Au niveau de la prog justement, vous étiez libres de faire ce que vous vouliez ?
Ah oui très clairement. Pendant dix ans, on a eu une liberté totale. Parfois c’était le bordel, mais on invitait un groupe, on découvrait un collectif, un label, on se mettait en relation… Et on a fait passer des trucs archi importants à Paris.
Oui, j’ai vu des trucs assez mémorables chez vous.
Si tu es déjà venu à des concerts chez nous tu sais donc qu’on aime bien les choses qui envoient un peu. Et se pose donc aussi le souci des décibels, vu qu’aujourd’hui on va sûrement nous imposer une limite de 102 décibels, contre 105 auparavant.
Ah oui, c’est peu…
Oui, et ça va finir par poser un vrai problème.

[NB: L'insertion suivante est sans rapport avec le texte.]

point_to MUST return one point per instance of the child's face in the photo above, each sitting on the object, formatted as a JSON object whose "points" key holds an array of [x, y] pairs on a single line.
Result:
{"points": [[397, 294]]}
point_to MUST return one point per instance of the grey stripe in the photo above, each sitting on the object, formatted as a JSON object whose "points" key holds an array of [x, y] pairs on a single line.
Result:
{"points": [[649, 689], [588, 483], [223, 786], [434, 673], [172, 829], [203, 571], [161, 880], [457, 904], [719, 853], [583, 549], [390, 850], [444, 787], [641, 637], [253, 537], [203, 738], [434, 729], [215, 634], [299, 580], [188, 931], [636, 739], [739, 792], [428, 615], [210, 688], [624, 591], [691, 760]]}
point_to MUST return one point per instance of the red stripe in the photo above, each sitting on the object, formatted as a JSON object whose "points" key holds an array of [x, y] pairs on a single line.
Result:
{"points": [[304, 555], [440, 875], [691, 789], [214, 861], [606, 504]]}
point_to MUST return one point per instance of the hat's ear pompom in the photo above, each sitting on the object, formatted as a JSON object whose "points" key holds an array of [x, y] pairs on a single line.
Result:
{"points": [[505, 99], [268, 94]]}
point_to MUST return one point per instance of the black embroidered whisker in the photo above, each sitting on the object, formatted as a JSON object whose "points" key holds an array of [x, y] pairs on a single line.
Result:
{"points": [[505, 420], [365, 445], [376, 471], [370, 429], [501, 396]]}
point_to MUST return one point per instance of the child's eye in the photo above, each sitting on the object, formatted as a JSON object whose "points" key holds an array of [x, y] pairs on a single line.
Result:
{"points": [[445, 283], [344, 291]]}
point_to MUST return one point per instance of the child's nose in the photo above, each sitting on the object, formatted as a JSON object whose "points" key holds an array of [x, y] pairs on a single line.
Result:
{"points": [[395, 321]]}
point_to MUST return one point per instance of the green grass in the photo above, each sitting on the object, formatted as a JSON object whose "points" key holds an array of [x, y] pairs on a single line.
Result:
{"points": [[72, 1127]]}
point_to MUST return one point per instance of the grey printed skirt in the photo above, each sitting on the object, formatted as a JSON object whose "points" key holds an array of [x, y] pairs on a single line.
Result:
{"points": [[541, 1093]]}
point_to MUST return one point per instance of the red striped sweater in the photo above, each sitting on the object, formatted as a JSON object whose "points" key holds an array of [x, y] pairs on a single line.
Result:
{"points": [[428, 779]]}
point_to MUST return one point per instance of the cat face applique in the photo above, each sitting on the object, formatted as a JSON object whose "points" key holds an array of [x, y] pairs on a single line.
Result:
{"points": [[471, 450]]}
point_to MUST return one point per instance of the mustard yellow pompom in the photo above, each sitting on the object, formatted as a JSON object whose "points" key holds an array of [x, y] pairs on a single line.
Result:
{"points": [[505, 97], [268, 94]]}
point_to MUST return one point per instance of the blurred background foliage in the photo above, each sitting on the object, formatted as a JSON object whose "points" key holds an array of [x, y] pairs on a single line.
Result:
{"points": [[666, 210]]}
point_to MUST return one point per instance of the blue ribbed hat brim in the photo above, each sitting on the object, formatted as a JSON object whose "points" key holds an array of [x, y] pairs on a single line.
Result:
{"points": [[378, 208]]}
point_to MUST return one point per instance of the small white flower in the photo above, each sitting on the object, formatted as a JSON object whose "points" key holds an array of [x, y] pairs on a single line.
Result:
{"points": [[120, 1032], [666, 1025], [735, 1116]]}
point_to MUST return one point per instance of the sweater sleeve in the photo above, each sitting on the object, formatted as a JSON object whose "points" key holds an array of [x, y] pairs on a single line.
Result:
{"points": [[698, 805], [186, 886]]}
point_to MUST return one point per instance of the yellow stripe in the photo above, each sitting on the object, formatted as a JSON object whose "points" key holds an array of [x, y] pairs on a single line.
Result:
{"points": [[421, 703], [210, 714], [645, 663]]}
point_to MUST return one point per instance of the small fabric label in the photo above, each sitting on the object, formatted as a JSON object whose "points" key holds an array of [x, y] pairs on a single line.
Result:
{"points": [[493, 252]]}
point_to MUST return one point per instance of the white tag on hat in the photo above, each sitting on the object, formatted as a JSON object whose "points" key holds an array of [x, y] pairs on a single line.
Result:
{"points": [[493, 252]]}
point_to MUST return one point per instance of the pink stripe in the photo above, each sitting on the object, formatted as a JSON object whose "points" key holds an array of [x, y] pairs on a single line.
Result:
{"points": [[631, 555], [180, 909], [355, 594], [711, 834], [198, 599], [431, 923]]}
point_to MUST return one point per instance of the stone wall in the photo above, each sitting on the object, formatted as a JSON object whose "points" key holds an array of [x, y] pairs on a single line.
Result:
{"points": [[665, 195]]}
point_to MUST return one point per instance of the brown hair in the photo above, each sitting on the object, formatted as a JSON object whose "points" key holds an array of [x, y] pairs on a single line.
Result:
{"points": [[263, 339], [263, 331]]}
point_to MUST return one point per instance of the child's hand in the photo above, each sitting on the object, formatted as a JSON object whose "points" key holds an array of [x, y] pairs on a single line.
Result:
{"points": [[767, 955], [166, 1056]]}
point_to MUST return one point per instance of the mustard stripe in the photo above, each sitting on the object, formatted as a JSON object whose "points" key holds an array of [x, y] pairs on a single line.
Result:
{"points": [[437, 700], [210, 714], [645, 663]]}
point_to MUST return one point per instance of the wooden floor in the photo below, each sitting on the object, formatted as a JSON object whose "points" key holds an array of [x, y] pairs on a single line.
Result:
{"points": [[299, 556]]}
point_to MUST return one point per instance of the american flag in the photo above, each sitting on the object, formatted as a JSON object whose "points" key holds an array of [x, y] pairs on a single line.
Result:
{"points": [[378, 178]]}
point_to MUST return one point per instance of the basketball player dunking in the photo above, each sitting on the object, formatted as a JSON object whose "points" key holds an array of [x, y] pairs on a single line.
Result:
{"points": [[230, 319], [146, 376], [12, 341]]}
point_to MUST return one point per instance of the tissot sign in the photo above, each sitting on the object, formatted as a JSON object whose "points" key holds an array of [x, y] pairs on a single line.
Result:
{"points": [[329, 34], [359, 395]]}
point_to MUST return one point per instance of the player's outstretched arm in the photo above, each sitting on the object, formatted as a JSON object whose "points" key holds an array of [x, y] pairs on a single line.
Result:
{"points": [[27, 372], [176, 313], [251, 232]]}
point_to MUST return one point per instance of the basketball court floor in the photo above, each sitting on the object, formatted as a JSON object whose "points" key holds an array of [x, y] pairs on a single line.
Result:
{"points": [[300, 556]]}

Bientôt les concerts au casque !
(The Fleshtones le 16 janvier 2009, un moment historique dans l’histoire de la Méca, alors toute jeune)
Histoire de chercher du positif là-dedans, c’est quoi tes meilleurs souvenirs de concerts ?
Ils ont joué chez vous ? Je savais pas.
Oui oui, à leurs débuts ! Grand concert, le bar était plein à craquer, y’avait une atmosphère de dingue, c’était fou. Et puis il y a aussi des personnalités archi marquantes qui sont passées à la Méca.
Je me souviens surtout de Reverend Beat Man qui, pour une interview à Trax, s’est mis à bénir tous les journalistes. Le mec était complètement fou. Il y a eu un bluesman à l’article de la mort qu’on a dû porter pour le descendre sur scène, des Australiens, Six Ft Hick, qui s’éclataient des pintes de bière sur la gueule… C’étaient des karatékas hein, ils maitrisaient (rires). Enfin voilà, c’est pour ça que ta question est compliquée, c’est pratiquement impossible de choisir des gens parmi tous ceux qui sont passés chez nous.
Oui je comprends.
Ah, si, en fait, autre grand souvenir : Willis Earl Beal, un mec qui mélange hip hop et soul, et qui joue avec des cassettes. La salle est pleine, il n’est pas là, tout le monde le cherche et on finit par le trouver au fond, adossé à un mur en train d’écouter son walkman pour se concentrer… Le personnage était totalement atypique, il nous a ensuite raconté qu’il chassait des lapins pour se nourrir. Et puis on a aussi reçu Geoff Barrow, de Portishead. Il était venu avec Beak, et j’ai beau ne pas croire en Dieu j’ai vécu un vrai moment christique. Enfin voilà, après encore une fois c’est super dur de choisir. Mais pour résumer, même s’il y a eu beaucoup beaucoup d’emmerdes, on s’est bien marrés.
La Mécanique Ondulatoire, 8 passage Thieré, Paris.